Gniffke hält das für den richtigen Weg: "Da ist ein frisches Update in der Halbzeitpause durchaus sinnvoll. Schließlich senden wir im Ersten morgens alle halbe Stunde eine Tagesschau-Ausgabe, und am Nachmittag gibt es Tagesschau im 60-Minuten-Takt." Bleibt die Frage, was ARD und ZDF das von Frey erwähnte Schaufenster bringt? Gelingt es über den Umweg Fußball, die Zuschauer auch darüber hinaus an die Informationsangebote der Öffentlich-Rechtlichen zu führen? Das scheint eher nicht der Fall zu sein. "Wir freuen uns natürlich über die große Akzeptanz der Halbzeit-Ausgaben", so ARD aktuell-Chefredakteur Kai Gniffke Blick auf die starken Zuschauerzahlen der "Tagesthemen", die wie das "heute-journal" wenig überraschend vom starken Umfeld profitieren. "Aber an den anderen Tagen ist sowohl die Sendung als auch die Zuschauerresonanz wie immer."

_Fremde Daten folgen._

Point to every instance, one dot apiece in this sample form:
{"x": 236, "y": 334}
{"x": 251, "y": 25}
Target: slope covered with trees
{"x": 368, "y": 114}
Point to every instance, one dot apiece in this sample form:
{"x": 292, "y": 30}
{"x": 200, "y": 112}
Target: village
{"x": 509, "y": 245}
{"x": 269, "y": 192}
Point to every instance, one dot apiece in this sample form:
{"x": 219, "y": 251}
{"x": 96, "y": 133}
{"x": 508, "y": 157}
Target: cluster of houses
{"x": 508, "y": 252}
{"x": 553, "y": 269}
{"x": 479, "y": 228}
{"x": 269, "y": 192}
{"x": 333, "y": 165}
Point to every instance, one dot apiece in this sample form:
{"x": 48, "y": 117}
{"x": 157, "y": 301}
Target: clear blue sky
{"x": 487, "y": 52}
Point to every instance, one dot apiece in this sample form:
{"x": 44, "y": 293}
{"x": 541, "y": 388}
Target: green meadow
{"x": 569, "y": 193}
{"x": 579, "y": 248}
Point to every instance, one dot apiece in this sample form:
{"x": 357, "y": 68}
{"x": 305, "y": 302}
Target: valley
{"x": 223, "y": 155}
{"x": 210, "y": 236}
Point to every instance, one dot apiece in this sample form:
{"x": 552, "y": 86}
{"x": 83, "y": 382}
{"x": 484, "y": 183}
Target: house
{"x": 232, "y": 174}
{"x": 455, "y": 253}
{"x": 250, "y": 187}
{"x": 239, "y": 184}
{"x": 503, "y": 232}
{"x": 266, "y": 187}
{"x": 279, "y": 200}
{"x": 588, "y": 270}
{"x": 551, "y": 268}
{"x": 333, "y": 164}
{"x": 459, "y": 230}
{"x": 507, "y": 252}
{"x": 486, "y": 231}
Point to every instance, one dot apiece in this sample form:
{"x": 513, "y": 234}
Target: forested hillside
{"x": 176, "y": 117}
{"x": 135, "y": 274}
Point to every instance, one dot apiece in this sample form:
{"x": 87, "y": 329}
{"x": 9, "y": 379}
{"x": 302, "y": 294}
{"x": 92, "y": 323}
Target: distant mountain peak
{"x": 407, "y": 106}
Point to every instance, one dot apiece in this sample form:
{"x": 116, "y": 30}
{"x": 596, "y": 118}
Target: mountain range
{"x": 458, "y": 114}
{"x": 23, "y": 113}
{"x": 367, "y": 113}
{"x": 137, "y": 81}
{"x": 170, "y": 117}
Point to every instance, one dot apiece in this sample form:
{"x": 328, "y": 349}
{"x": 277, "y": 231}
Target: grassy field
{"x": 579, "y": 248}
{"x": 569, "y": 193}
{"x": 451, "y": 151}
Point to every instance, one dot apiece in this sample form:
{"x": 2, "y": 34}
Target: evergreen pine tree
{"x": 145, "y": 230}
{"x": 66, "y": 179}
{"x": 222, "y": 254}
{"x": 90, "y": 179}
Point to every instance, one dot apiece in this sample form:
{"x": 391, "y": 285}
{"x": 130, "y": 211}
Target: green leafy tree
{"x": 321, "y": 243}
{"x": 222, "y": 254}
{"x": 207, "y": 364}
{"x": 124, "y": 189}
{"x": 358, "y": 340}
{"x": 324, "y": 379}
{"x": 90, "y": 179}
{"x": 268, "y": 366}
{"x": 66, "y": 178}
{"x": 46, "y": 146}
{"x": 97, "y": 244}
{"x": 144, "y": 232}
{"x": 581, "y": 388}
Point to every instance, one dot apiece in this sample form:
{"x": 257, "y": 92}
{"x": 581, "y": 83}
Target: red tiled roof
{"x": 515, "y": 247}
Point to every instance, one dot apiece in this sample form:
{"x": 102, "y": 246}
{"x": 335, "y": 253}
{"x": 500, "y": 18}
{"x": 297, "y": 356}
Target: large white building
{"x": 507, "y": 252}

"Wie immer" bedeutet in diesem Fall: Nach Marktanteilen von mehr als 40 Prozent bei den 14- bis 49-Jährigen am Samstag und Sonntag, reichte es bei den "Tagesthemen" am Montag ohne die Schützenhilfe der EM für nicht mal mehr fünf Prozent. Letztlich, sagt ZDF-Chefredakteur Peter Frey, habe der Erwerb von Fußball-Rechten wie EM oder auch Champions League immer auch strategische Aspekte. "Fußball liegt im Interesse der Deutschen ganz oben. Gleichzeitig ist es auch die Gelegenheit, ein Publikum zu erreichen, das die Öffentlich-Rechtlichen nicht mit Selbstverständlichkeit sieht." Nach den Analysen zeige man zudem auch Dokumentationen und Reportagen, betont Frey im Gespräch mit DWDL.de.
"Es freut uns, dass unser Publikum hintergründige Filme, zum Beispiel Wolfgang Büschers Wanderung von Breslau nach Lemberg, so interessiert mitgenommen hat." Die Platzierung solcher Filme ist eine respektable Entscheidung - vor allem, wenn man bedenkt, dass das ZDF bei früheren Welt- und Europameisterschaften nur allzu gerne die wenig erkenntnisreiche Comedyshow "Nachgetreten" gezeigt hat. Das war eine sichere Bank. Diesen einfach Weg wählten in diesem Jahr dagegen erneut die Kollegen des Ersten, die anstelle von gut gemachter Dokus lieber die Bierzelt-Plaudereien mit Waldemar Hartmann zeigten. Doch auch das ZDF zog an den letzten Tagen der EM den Talk von Markus Lanz vor, der im Umfeld der Fußballspiele erwartungsgemäß neue Rekordhöhen erklomm.
Ganz so einfach will es sich das ZDF ab Herbst, wenn man erstmals die Champions League ins Programm nimmt, übrigens nicht machen. Frey: "Wir werden im Anschluss an die Champions-League-Berichterstattung das 'Auslandsjournal' abwechselnd mit 'ZDFzoom' senden. Wir wollen damit ein großes und auch jüngeres Publikum an die journalistischen Marken des ZDF heranführen und gehen auch in Themen und Macharten auf dieses Publikum ein." Und so bleiben die Halbzeit-Nachrichten für ARD und ZDF stets ein Spagat zwischen zu stillendem Informationsbedürfnis und aufmerksamkeitsstarkem Anschub des eigenen Informationsangebots - angesichts von teils mehr als 20 Millionen Zuschauern ist dieser Spagat aber nur allzu verständlich.